Presentation Summary
In the following presentation, we’ll review how the company StreamSets ingests data into Neo4j for master data management. Streamsets was founded in 2014 to address the growing need for a data integration tool that could handle streaming and big data, and today have more than two million downloads worldwide.
The core problem most enterprises face is that data is spread out across a number of systems. Master data management, the practice of building a single point of reference from which insights can be drawn, helps tackle this issue.
In the following blog post, Pat walks us through a product support use case to demonstrate how StreamSets uses Neo4j to integrate and explore disparate data to uncover important connections.
Full Presentation: Ingesting Data into Neo4j for Master Data Management
What we’re going to be talking about today is how StreamSets uses Neo4j for master data management (MDM):
I’m a technical director at StreamSets, where I help companies unlock the value of big data. In the following presentation, I’m going to start by providing a bit of context surrounding master data management, and walk through a product support use case.

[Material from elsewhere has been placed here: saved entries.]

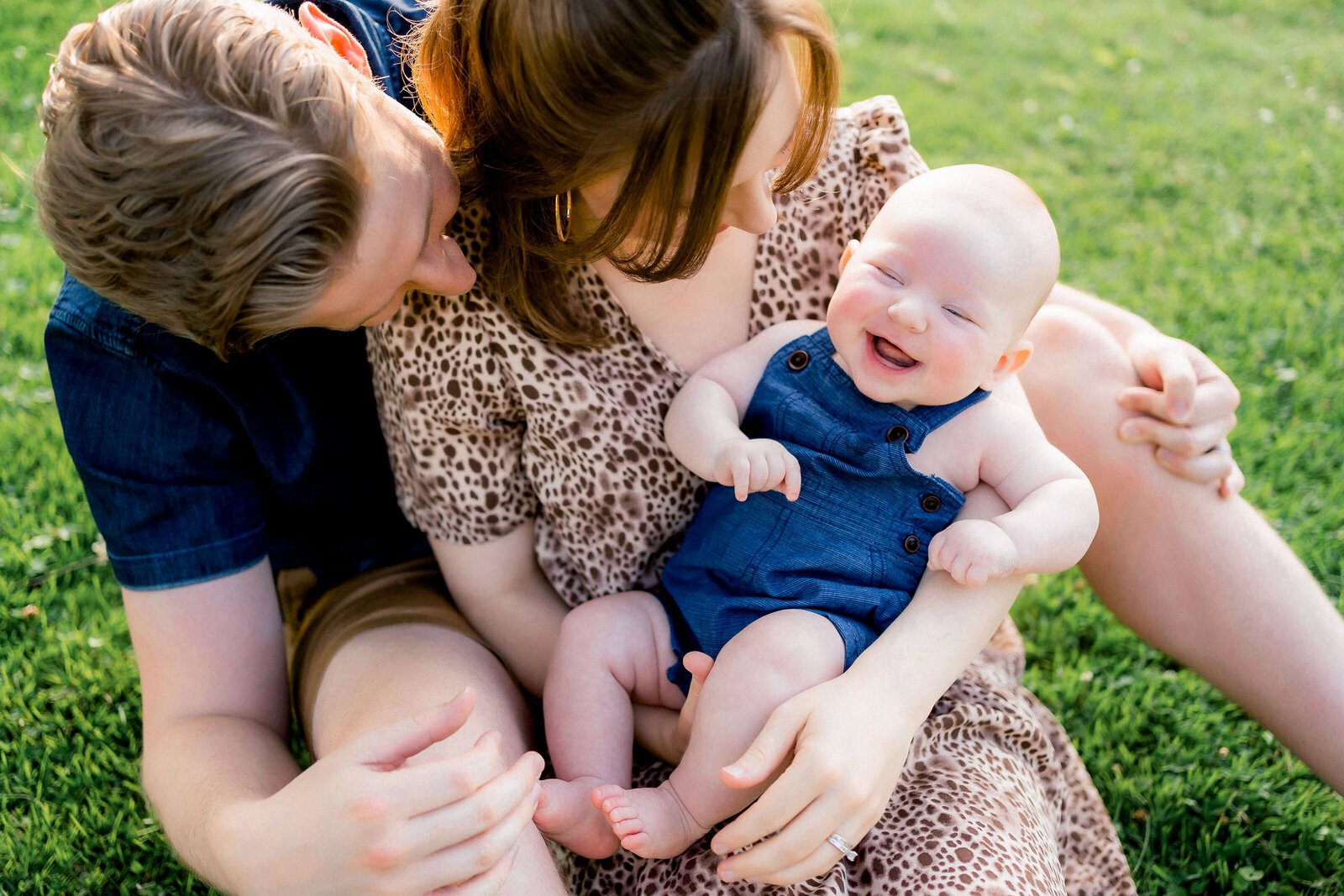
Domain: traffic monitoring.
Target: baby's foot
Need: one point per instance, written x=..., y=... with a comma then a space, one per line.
x=568, y=815
x=649, y=821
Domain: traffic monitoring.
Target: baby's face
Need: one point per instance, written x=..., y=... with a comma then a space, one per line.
x=929, y=302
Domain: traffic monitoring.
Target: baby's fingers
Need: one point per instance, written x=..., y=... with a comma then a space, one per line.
x=792, y=484
x=741, y=472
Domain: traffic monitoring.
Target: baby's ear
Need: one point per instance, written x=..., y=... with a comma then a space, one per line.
x=336, y=36
x=1012, y=360
x=848, y=253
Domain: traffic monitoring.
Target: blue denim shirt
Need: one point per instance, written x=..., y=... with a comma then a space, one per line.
x=197, y=468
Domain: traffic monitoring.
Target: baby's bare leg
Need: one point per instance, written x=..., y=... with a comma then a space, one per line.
x=765, y=664
x=609, y=652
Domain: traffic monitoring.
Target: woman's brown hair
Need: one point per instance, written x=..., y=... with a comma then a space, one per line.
x=541, y=97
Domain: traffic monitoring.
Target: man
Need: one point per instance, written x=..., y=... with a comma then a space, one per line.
x=223, y=172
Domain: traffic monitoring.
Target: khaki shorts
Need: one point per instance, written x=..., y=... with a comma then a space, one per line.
x=319, y=624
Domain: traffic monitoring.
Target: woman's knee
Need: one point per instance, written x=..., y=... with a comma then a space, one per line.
x=1073, y=382
x=385, y=674
x=790, y=651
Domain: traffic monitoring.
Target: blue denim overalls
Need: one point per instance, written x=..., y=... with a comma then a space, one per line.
x=855, y=543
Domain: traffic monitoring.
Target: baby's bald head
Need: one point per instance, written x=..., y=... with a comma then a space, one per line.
x=996, y=217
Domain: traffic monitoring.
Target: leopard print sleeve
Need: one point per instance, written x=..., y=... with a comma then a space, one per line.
x=882, y=155
x=452, y=418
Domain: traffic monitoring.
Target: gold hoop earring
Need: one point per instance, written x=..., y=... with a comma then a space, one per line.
x=564, y=230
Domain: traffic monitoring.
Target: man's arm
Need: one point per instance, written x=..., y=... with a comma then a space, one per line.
x=215, y=708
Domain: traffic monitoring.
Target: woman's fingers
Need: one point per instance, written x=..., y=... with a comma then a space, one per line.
x=797, y=846
x=776, y=808
x=464, y=864
x=1214, y=399
x=443, y=782
x=487, y=884
x=766, y=752
x=389, y=747
x=481, y=812
x=1215, y=465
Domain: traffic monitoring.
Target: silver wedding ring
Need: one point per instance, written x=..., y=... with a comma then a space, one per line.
x=843, y=846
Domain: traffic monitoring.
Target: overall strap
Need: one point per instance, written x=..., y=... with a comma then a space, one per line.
x=934, y=416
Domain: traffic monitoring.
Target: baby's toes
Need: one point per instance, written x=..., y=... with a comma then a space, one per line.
x=602, y=793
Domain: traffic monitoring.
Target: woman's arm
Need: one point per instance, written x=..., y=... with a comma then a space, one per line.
x=233, y=801
x=847, y=758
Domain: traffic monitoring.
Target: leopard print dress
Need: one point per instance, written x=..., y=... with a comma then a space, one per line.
x=490, y=427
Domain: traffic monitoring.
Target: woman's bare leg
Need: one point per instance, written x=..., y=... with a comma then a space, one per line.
x=387, y=673
x=1203, y=578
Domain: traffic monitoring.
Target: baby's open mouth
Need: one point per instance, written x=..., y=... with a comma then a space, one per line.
x=891, y=354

In this example, we’ll analyze customer support tickets and join data from different sources through the open source StreamSets Data Collector toolm and then move the data into Neo4j. I’ll focus on how to join and unify our data using Cypher, and how to derive insights from our data once it’s all together.
About Streamsets
The StreamSets founders have extensive experience in data integration and big data through their previous roles at Informatica and Cloudera. Through this work, they realized that the already-existing data integration tools failed to adequately address the world of streaming data, big data or NoSQL, and were instead still oriented towards a static schema in a relational database world.
This resulted in the creation of StreamSets. Today we have dozens of customers, half of which are from the Global 8000 and half which are comprised of smaller companies. Over 2,000 different companies have downloaded the StreamSets Data Collector, and we’ve seen over one million downloads worldwide:
Our tool’s broad connectivity is really what sets us apart, and we can connect to over 50 different data stores and streaming systems. The innovation in our engineering team goes right back to the dawn of Hadoop, and includes experts in Spark, Sqoop and Flume.
Master Data Management
The core problem in any enterprise is the fact that data is spread out across a number of systems according to its purpose, either on-premise or in the cloud.
Data also often overlaps, which can be a good thing if we want to correlate between data in different places using common identifiers. But too much data overlap is a pain point, because it obscures the “source of truth” for any given piece of data. It’s also difficult to draw insights from data scattered across multiple systems.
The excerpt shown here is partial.